BELFAST, Maine — With the help of some creative legal work, two historic downtown structures are closer to being back on the property tax rolls.
The Waldo County Commission has a plan to remediate and renovate the former jail and jailer’s house on Congress Street. The buildings were left largely vacant after the county built a new jail and a new public safety building behind the old jail.
The wood frame building that fronts on Congress Street was built in 1887 as the jailer’s residence. Until the late 1970s, the county sheriff lived there as part of his compensation. Then-Sheriff Stan Knox lived in the building until it was converted into offices for the sheriff’s department in 1980.
Directly behind the house, and connected to it, is the red brick old jail, built in 1851. The first jail was built between 1828 and 1829, but replaced.
Both buildings have problems, County Commissioner William Shorey said, with lead-based paint and asbestos identified in each. Since the county is not able to apply for grants to address such issues, however, officials have been in a quandaryabout what to do with the structures.
But while working with the city of Belfast on the issue, county officials learned of a way to create a separate legal entity that could take ownership of the buildings and apply for available funding to work on them.
The two buildings have been transferred to Congress Street Hill Property LLC, Shorey said, using condominium law so the new corporation owns just the buildings and none of the land on which they and the new facilities sit. The corporation is controlled by the county.
Shorey compared the legal arrangement to what is used on city streets where buildings share common walls yet separate ownership.
“In southern New England, this would be as standard as baked beans,” he said. But such an approach seemed unique for local government.
“I don’t think we’ve encountered a county doing this,” Shorey said.
The condo idea was suggested by Belfast City Planner Wayne Marshall. The Belfast Planning Board approved the transfer at a meeting two weeks ago. Neighbors, some of whom were critical of the county for building the new jail and public safety building adjacent to a residential area, have been supportive of the plan, he said.
“This is a community that loves to see historic buildings repurposed,” said County Clerk Barbara Arsenault.
The city also has been helpful in addressing the environmental problems with the buildings, paying about $20,000 toward environmental evaluations of the structures from a $400,000 grant it received for so-called brownfield assessment.
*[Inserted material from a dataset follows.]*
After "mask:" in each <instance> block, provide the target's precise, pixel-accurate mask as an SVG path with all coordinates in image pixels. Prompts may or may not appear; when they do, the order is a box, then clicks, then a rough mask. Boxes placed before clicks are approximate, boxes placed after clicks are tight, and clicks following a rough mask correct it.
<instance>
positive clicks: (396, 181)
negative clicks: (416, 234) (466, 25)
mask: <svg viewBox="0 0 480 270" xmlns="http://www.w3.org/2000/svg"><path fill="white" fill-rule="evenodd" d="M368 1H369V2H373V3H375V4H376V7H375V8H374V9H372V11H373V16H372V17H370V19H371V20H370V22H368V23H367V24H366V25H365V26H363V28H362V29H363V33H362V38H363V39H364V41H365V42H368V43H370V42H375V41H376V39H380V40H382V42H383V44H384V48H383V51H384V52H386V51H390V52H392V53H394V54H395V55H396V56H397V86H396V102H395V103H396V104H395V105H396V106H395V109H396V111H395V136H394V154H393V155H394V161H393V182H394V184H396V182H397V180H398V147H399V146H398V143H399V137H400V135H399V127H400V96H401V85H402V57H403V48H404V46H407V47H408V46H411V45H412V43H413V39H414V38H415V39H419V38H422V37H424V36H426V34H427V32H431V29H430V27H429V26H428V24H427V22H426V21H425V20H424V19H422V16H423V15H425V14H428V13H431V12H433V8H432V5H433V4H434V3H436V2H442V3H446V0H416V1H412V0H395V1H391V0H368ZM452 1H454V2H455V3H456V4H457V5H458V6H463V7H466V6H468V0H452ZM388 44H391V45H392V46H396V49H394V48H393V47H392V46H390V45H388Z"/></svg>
Shorey said the cost for the complete remediation of both buildings is estimated at $200,000, with a county match of $40,000 required. Now that separate ownership has been established through the Congress Street Hill Property LLC, that entity is applying for grant money from the Environmental Protection Agency. The application is due next week.
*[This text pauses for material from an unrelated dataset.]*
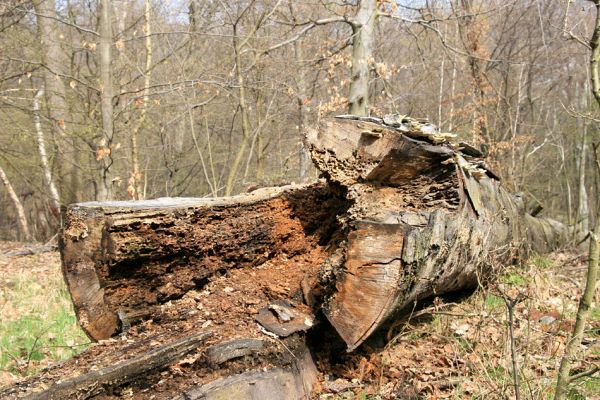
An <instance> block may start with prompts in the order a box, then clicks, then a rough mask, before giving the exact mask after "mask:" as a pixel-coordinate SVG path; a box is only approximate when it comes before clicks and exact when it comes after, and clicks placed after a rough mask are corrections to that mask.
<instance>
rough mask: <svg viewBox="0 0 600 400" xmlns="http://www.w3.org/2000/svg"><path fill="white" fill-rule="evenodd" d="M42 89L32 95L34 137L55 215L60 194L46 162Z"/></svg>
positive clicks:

Arsenault has been working diligently to prepare a persuasive application, Shorey said. Supporting letters from the Maine Historic Preservation Commission, Maine Preservation, the Belfast Historical Society & Museum, the city of Belfast and Waldo County General Hospital are being included.
The old jail is essentially a brick shell with 20-foot-high ceilings and about 2,500-square-feet of space, Shorey said. Granite had separated the cells, but that has been removed. The structure could be seen as a blank slate for redevelopment.
The house, with about 4,000-square-feet of space, got high marks by the Maine Preservation group, Shorey and Arsenault said, because the original small rooms and distinctive moldings remain intact.
If the county wins the EPA grant, marketing will be a challenge since just six parking spaces are available with the buildings, Shorey said. The house might become a duplex, and the old jail might be used in a commercial capacity that drew few people in cars, such as an architect, Arsenault suggested.
On the plus side, a state historic preservation fund could be tapped for the renovation and special tax credits covering up to 45 percent of the redevelopment costs could be available. The county doesn’t want to sell the buildings as is, but rather redevelop and then sell them, so as to control what becomes of the property.
“We could’ve kept driving by the buildings and looked the other way,” Shorey said, but he and the other commissioners concluded that it would irresponsible, to both taxpayers and neighbors, to do so.